Minimum number of known-sex individuals forfilter.sex.linked function
For EYR, 24 known-sex individuals (12 females and 12 males) were the
minimum with which it was still possible to identify sex-linked loci:filter.sex.linked identified 267 loci which represented 7% of
the total sex-linked loci (Figure 7a, Table S1). For YTH, 30 known-sex
individuals (15 females and 15 males) were the minimum:filter.sex.linked identified 61 loci which represented 1.8% of
the total sex-linked loci in the full dataset (Figure 7b, Table S1).

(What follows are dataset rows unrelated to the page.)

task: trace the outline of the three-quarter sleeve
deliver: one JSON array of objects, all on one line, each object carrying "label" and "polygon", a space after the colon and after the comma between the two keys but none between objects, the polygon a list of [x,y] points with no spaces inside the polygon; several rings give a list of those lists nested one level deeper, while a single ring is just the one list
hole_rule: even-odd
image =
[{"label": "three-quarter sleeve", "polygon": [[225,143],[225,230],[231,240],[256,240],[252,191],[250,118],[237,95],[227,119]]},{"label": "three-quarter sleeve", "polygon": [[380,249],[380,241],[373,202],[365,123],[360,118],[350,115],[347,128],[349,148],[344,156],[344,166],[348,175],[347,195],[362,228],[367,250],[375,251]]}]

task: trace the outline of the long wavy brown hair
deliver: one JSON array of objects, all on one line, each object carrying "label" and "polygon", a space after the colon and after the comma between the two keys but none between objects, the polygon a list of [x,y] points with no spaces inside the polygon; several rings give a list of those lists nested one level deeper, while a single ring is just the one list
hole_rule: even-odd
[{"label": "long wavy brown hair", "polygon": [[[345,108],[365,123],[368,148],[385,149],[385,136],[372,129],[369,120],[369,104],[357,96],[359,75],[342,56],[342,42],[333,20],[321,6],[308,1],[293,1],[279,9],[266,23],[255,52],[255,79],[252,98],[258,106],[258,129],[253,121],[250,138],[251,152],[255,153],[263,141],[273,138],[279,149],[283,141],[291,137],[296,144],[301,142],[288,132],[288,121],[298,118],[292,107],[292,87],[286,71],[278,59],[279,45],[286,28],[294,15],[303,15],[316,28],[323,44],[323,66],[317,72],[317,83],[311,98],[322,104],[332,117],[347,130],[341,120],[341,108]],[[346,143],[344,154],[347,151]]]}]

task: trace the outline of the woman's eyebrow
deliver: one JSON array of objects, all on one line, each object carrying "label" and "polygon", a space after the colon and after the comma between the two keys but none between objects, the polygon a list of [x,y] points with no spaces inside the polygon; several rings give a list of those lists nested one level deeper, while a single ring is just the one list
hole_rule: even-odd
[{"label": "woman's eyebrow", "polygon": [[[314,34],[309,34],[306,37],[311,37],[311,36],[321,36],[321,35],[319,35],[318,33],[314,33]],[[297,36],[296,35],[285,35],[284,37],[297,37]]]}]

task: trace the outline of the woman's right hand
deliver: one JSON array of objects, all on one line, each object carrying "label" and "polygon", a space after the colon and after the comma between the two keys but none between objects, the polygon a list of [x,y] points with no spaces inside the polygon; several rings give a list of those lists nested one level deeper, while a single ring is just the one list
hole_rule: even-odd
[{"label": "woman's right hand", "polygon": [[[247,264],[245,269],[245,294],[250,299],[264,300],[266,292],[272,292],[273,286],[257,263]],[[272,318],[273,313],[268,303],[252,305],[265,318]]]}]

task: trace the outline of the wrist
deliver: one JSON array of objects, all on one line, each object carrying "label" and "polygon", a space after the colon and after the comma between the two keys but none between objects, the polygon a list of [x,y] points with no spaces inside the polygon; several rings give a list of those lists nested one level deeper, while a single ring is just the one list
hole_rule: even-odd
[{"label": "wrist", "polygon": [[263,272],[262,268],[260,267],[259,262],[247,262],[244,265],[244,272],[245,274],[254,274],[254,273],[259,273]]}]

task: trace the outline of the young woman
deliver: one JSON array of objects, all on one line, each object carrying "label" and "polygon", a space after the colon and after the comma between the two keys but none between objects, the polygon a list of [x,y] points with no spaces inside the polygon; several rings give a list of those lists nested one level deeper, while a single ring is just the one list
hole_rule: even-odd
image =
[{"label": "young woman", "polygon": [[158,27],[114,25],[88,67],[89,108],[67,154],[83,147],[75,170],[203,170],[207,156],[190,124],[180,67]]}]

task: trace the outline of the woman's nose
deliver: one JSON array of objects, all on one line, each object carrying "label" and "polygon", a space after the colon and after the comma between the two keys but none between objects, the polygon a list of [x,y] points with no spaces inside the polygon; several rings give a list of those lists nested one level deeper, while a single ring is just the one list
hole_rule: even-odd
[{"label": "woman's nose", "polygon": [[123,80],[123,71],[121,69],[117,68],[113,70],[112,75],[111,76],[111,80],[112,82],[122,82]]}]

With fewer known-sex individuals the function was unable to identify any
sex-linked loci.
For EYR, filter.sex.linked function identified, on average, only
7.2% (range = 6.6-7.9%) of all sex-linked loci for the five subsets of
24 known-sex individuals (91.5% of all W-linked loci, 0% of all
sex-biased, 0.1% of all Z-linked and 32.6% of all gametologs). For
YTH, filter.sex.linked function identified only 1.9% (range =
1.8-2.0%) of all sex-linked loci for the five subsets of 30 known-sex
individuals (99.3% of all W-linked loci, 0.1% of all sex-biased, 0%
of all Z-linked and 8.6% of all gametologs). These retrieved sex-linked
loci allowed infer.sex to correctly identify the sexes of all
individuals which it assigned as ‘M’ or ‘F’ (cf. marked as ‘*M’ or ‘*F’;
587 EYR and 519 YTH; the same individuals for the five sets). Using the
new 587 EYR and 519 YTH assignments to re-run filter.sex.linkedidentified 100% of all sex-linked loci for both EYR and YTH (3,807 and
3,414 sex-linked loci, respectively). It is likely that functionfilter.sex.linked was able to identify sex-linked loci with fewer
known-sex EYR individuals than YTH individuals because EYR has larger
sex chromosomes (i.e., it has neo-sex chromosomes in which a portion of
chromosome 1A got fused to the Z chromosome while the other portion got
fused to the W chromosome; Gan et al. 2019). We recommend the use of at
least 15 males and 15 females to allow the identification of all
sex-linked loci, although a larger number might be needed for species
with shorter, less differentiated or less variable sex chromosomes.